Prima del provvedimento solo i contraccettivi contenenti 30 microgrammi di estrogeno si trovavano in regime di rimborsabilità, poiché erano stati individuati come “terapeutici” (per dismenorrea, cisti ovariche, acne), mentre quelli a 20 microgrammi erano in fascia C. Non eravamo quindi lontani dagli anni Sessanta, quando la contraccezione era illegale e quando la più antica di tutte le pillole che conteneva solo estrogeni per essere somministrata ginecologhe, ginecologi e donne dovevano per forza dire che serviva per combattere brufoli, peli e baffetti.

Interessanti sono le dichiarazioni di un medico di base del piccolo comune lombardo di Carnago, Maurizio Andreoli, che spiega in realtà come il grosso delle pillole di ultima generazione era già in classe C – facendo riferimento alle pillole più nuove e pubblicizzate dalle case farmaceutiche – e che la riclassificazione ha interessato appunto quelle di terza generazione, che rappresentano circa il 10% del mercato, una nicchia di farmaci che era utilizzata principalmente dalle classi più deboli.

Le politiche sanitarie auspicabili per rendere accessibili, disponibili e sicure le terapie anticoncezionali a tutte le donne potrebbero essere realizzate attraverso il finanziamento di studi epidemiologici e attraverso una vera revisione del regime di rimborsabilità con l’inserimento in fascia A dei prodotti a minor rischio.

Facendo sparire del tutto l’accesso alla contrazione gratuita risulta invece che le categorie più penalizzate dal provvedimento sono state le ragazze molto giovani, famiglie poco abbienti e donne straniere.

Da alcuni anni le donne del mondo stanno occupando le piazze con numeri importanti: dalla Spagna, Brasile; Argentina, Messico, Turchia, Polonia, Francia, Inghilterra, Irlanda, in Italia la piattaforma Non Una di Meno ha promosso due manifestazioni rivendicative nazionali che hanno segnato l’inizio e la continuità di un percorso di lotta.

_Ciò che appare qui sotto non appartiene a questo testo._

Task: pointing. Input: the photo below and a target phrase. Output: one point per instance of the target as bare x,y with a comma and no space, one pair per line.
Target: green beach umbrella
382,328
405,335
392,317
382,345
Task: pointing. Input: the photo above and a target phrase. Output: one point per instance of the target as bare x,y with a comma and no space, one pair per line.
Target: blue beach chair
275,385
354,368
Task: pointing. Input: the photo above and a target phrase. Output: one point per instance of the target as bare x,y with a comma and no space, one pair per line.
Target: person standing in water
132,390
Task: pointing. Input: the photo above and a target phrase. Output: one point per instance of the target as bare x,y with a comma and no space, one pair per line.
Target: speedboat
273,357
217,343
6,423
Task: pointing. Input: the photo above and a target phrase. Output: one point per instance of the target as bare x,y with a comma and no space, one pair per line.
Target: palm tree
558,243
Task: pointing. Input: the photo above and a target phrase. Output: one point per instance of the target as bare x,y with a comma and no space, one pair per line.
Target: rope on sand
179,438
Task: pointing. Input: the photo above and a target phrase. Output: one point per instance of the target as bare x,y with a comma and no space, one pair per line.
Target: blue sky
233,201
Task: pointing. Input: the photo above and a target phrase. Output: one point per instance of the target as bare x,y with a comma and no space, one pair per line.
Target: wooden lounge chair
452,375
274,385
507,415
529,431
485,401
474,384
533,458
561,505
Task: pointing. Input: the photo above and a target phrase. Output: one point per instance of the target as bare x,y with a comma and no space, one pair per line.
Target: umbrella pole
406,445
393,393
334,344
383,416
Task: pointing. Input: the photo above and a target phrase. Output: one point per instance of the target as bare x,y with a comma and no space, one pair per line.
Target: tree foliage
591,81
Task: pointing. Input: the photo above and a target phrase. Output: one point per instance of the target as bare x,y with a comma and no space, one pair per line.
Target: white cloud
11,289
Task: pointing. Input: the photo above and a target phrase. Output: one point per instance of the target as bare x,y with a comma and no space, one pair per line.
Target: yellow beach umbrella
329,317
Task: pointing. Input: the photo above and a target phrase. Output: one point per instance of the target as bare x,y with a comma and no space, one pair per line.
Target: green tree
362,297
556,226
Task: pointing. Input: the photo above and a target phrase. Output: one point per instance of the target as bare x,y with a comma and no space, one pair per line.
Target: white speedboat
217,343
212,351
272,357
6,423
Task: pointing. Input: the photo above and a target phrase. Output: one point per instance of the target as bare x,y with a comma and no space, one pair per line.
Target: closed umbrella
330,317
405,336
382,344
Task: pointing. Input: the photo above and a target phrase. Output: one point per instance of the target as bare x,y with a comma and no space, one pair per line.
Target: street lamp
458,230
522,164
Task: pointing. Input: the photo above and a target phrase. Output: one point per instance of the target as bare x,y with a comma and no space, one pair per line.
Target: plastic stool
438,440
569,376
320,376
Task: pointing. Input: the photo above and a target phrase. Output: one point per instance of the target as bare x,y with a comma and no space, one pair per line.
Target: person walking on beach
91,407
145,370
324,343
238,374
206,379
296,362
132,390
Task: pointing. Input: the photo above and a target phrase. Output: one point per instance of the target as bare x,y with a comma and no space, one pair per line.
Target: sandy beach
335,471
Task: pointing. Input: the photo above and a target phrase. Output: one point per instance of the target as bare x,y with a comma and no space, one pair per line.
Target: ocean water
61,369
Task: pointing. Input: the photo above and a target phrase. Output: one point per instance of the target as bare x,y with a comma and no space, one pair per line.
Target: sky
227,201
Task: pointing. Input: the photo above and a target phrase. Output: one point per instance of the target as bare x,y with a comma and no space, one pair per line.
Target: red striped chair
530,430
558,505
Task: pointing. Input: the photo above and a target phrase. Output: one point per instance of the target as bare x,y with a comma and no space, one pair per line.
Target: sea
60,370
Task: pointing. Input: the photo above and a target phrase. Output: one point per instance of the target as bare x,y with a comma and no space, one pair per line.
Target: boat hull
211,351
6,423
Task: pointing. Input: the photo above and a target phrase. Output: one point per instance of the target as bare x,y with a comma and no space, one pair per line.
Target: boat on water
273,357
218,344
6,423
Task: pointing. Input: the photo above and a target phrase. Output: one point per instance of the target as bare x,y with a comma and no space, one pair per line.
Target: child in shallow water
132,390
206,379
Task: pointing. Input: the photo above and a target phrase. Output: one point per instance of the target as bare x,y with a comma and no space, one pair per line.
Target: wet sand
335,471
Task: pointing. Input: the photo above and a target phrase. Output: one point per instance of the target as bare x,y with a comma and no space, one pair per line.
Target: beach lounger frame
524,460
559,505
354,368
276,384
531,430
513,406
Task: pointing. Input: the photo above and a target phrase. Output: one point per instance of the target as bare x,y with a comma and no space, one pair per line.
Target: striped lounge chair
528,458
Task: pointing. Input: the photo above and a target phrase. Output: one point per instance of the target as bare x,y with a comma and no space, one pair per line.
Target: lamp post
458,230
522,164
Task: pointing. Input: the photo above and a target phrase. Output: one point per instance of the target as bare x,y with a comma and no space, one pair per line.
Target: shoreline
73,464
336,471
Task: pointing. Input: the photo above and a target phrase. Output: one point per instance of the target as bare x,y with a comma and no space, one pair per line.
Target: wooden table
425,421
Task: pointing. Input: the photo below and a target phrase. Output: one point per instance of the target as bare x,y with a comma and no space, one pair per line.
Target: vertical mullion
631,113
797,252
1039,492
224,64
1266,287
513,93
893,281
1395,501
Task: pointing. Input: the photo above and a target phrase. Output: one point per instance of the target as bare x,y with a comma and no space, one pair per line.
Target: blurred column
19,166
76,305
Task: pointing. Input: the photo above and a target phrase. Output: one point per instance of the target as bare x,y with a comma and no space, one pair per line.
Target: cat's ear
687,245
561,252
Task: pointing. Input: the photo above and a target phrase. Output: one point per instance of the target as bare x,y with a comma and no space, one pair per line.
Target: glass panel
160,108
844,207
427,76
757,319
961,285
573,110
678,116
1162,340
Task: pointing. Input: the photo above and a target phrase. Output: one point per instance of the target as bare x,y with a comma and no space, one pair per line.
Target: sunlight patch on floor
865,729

Le donne, scese numerose in piazza, hanno lottato anche per la propria autodeterminazione in tema di aborto e procreazione, chiedendo servizi pubblici e gratuiti e un welfare universale. D’altronde la garanzia di un welfare universale non è compito dell’Aifa, ma della politica che ancora una volta preferisce lavarsene le mani e far ricadere gli effetti sulla classe più debole della popolazione, quella esposta ai maggiori fenomeni di sfruttamento: la classe migrante e tutta la woorking poor soggetta a precarietà e a bassi salari che caratterizzano ancora di più la dimensione dell’occupazione femminile.